Canada’s bank oligopoly is certainly good for investors, who often extol its “stability” and profitability. But this reflects the fact that its customers have nowhere to run, and that the sheer size of the big banks ensures that they can always hold the public hostage for bailouts — like the $114 billion they received in the wake of the 2008 crash. In other words, Canada’s banking system is a highly effective means of extracting wealth from the 99 percent and transferring it to the 1 percent. And while this is good for shareholders (again: mostly the other big banks), it is clearly not good for working people.

Standing up to the bullies

Thinking of corporate bankers as gangsters is not just a tacky rhetorical device, as it might at first seem. Rather, it brings clarity. It explains the big banks’ success despite poor customer service, and their record profits despite the increasing numbers of impoverished Canadians. And it highlights that the big banks are not essential — that, indeed, it is essential they be done away with. Stricter regulation might help, as might trying to negotiate with the bank; but sometimes, the only way to deal with a bully is to stand up to them and fight back.

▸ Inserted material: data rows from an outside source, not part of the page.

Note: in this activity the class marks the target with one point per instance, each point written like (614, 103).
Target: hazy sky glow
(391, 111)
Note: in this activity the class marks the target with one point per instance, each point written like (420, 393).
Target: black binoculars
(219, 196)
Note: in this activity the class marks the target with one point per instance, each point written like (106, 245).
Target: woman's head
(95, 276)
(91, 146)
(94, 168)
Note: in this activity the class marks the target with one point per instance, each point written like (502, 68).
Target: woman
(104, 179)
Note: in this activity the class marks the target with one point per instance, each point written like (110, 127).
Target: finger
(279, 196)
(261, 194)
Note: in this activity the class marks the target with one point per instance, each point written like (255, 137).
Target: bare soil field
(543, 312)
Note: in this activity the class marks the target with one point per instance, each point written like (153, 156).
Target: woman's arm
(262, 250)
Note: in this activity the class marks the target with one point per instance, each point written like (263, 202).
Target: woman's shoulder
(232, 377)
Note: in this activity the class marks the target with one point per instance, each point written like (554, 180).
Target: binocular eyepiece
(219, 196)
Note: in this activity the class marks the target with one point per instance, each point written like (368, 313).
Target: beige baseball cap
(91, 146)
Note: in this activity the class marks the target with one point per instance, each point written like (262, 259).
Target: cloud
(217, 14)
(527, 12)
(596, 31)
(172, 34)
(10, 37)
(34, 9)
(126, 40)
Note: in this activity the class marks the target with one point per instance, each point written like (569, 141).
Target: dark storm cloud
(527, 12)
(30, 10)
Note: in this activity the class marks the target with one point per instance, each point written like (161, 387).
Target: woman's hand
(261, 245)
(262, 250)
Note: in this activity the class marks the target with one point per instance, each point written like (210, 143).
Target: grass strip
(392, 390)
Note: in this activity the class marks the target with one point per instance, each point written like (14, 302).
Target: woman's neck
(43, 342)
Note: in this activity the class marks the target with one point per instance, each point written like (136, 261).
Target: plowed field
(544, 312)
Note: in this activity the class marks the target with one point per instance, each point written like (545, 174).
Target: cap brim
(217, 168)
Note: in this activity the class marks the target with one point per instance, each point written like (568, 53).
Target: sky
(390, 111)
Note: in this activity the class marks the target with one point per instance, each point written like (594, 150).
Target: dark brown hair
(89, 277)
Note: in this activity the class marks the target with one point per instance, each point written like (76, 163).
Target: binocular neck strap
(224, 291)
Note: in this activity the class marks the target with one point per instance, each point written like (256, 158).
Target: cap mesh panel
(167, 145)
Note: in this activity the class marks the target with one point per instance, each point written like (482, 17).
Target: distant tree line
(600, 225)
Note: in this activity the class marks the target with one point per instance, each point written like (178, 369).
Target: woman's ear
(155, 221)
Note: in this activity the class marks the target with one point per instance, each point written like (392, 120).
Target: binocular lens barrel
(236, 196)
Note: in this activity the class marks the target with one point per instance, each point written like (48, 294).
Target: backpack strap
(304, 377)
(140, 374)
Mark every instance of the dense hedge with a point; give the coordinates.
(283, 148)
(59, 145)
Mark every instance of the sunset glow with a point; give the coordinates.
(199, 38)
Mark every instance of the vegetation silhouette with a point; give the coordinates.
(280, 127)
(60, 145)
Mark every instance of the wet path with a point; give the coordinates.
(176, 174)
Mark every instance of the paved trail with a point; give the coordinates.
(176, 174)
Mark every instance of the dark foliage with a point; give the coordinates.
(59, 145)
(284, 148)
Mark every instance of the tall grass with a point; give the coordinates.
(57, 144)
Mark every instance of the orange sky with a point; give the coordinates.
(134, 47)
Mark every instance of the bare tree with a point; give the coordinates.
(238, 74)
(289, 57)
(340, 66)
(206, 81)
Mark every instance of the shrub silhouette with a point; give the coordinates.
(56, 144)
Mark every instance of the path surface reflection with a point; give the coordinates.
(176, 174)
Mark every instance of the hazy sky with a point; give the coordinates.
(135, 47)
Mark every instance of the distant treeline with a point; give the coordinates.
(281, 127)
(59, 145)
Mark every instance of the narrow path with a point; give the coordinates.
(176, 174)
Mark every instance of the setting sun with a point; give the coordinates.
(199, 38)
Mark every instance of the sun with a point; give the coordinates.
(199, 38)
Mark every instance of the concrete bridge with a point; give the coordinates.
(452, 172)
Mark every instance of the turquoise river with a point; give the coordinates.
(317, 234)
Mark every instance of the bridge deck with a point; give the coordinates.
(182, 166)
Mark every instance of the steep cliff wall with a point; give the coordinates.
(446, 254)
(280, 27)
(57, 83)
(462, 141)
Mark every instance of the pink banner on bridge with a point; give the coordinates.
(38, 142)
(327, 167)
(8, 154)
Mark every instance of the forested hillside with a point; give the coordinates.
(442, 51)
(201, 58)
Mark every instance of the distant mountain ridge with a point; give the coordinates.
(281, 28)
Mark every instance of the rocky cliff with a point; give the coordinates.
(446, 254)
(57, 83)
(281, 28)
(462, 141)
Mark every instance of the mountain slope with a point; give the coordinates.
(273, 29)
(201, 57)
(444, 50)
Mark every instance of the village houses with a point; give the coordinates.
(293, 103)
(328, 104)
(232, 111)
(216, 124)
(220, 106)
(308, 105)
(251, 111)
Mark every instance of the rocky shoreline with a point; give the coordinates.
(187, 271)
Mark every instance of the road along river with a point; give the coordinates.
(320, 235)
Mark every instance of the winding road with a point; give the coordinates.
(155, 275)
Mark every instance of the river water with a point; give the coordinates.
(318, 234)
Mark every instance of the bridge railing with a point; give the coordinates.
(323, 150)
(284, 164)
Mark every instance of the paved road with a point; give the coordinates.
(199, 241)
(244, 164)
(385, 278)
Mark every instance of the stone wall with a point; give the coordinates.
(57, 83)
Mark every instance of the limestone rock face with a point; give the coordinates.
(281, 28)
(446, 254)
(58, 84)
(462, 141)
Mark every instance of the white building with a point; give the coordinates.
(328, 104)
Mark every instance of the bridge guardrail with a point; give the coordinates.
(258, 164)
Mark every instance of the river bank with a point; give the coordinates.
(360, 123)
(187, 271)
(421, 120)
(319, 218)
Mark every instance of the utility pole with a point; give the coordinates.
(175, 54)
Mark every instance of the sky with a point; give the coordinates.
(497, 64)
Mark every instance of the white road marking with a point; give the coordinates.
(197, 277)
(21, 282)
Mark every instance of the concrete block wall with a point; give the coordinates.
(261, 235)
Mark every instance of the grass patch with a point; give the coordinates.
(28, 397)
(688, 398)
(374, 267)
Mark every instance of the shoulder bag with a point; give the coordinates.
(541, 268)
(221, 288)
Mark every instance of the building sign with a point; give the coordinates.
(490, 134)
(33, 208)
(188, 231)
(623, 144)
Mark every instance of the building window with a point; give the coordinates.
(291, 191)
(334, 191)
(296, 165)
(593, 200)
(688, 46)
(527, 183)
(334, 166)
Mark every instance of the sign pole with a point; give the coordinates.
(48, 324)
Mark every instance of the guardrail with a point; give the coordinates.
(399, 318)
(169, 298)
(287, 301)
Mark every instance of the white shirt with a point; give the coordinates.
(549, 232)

Doing this will not be easy. And although people can switch to a local credit union (as I have), no one can stand up to the big banks alone: the task requires working-class solidarity, and collective action — but it can be done. First steps are organizing around concrete demands, like the immediate imposition of a significant windfall tax on the big banks, much more than the mild action so far from the Liberals of a tax that is estimated to raise $4 billion, on profits of $57 billion, and other businesses who profited from the pandemic (a sensible and deflationary measure that Canada previously took during the Second World War), as well as the return of postal banking . Honestly, what is needed is the expropriation of the banks, to bring the banking system under democratic control.

This would benefit working people by:

  • lowering their cost of living
  • raising the quality of their financial services, and end paying unnecessary and unwanted fees
  • driving the pay-day loan sharks out of business
  • ending the big banks’ investment in fossil fuels that are cooking the planet
  • providing banking in rural areas

And to Socialist Alternative, this is well worth the struggle.